MELBOURNE, Australia — A satellite photo has revealed that China has built a new long-range, early-warning radar that can be used to detect ballistic missiles from thousands of miles away, likely giving it coverage of all of Japan.

The image, taken on February 2022 by commercial satellite imagery company Maxar Technologies and published on Google Earth, show that a new Large Phased Array Radar, or LPAR, has been built at an existing mountaintop site in Yiyuan County, Shandong Province, some 70 miles southeast of the provincial capital Jinan.

The new array is pointed in a northeasterly direction and was built sometime after November 2019. Its completion can potentially give China early warning of ballistic missile launches from North and South Korea, most of Japan and even parts of Russia’s Far East.

The first LPAR at the site, located at 36°01′30″ N, 118°05′31″ E, is some 2,300 feet above sea level. It was finished sometime in 2013-2014 according to Google Earth’s historical imagery and is oriented toward the south-southeast, almost certainly to provide radar coverage of Taiwan.

China is also known to operate additional LPAR sites at Lin’an in Zhejiang Province and Heilongjiang Province. These sites enable early warning coverage of Japan, the Korean Peninsula and Taiwan from multiple angles.

Another site at Korla in Xinjiang Province provides early warning coverage of India.
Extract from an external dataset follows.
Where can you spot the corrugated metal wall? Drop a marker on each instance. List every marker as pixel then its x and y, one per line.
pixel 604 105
In addition to providing warning against ballistic missile launches, LPARs can also be used for satellite tracking and general space surveillance.
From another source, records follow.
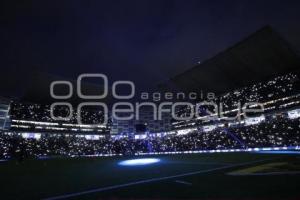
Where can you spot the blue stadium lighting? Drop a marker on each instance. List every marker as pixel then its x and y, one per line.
pixel 138 162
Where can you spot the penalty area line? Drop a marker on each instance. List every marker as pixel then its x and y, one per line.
pixel 76 194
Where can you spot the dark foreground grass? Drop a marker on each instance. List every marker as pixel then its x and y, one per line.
pixel 39 179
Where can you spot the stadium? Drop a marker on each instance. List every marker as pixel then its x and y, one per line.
pixel 229 126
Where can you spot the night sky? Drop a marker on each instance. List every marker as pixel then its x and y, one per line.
pixel 143 41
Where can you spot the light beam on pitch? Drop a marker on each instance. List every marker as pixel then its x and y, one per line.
pixel 138 162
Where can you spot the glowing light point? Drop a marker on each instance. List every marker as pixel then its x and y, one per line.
pixel 137 162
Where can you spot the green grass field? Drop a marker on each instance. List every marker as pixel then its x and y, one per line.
pixel 194 176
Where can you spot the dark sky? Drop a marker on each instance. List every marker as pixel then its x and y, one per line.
pixel 143 41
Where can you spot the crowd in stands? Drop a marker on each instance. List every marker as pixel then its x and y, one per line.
pixel 277 131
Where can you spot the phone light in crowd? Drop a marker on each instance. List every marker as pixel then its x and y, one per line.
pixel 138 162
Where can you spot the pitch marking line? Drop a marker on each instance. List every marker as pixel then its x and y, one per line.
pixel 76 194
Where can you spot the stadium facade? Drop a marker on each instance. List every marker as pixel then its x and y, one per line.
pixel 264 56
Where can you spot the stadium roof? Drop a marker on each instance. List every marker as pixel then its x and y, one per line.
pixel 259 57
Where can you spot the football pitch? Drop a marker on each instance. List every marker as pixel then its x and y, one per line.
pixel 182 176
The capabilities of the Chinese LPARs are not known, although the beam of the similar AN/FPS-115 radar found in the U.S. Pave Paws network can be deflected up to 60 degrees from the array’s central boresight axis, allowing each array to cover an azimuth angle of 120 degrees.

Previously released photos of China’s LPARs show that the array is also sloped, similar to that of the AN/FPS-115 which is sloped at an angle of 20 degrees, allowing the beam to be directed at any elevation angle between 3 degrees and 85 degrees.

The range of the Pave Paws radar network has not been officially published, although Encyclopedia Britannica says that the system “is supposed to detect targets with a radar cross section of 10 square meters at a range of 3,000 nautical miles (5,600 km)”.

China has invested considerably in advancing its capabilities for strategic situational awareness as part of its sweeping overall military modernization program. The country’s LPARs are an integral part of China’s early-warning, missile-defense and space-tracking network, which also includes a growing number of space-based sensors and a network of over-the-horizon radars.

Mike Yeo is the Asia correspondent for Defense News.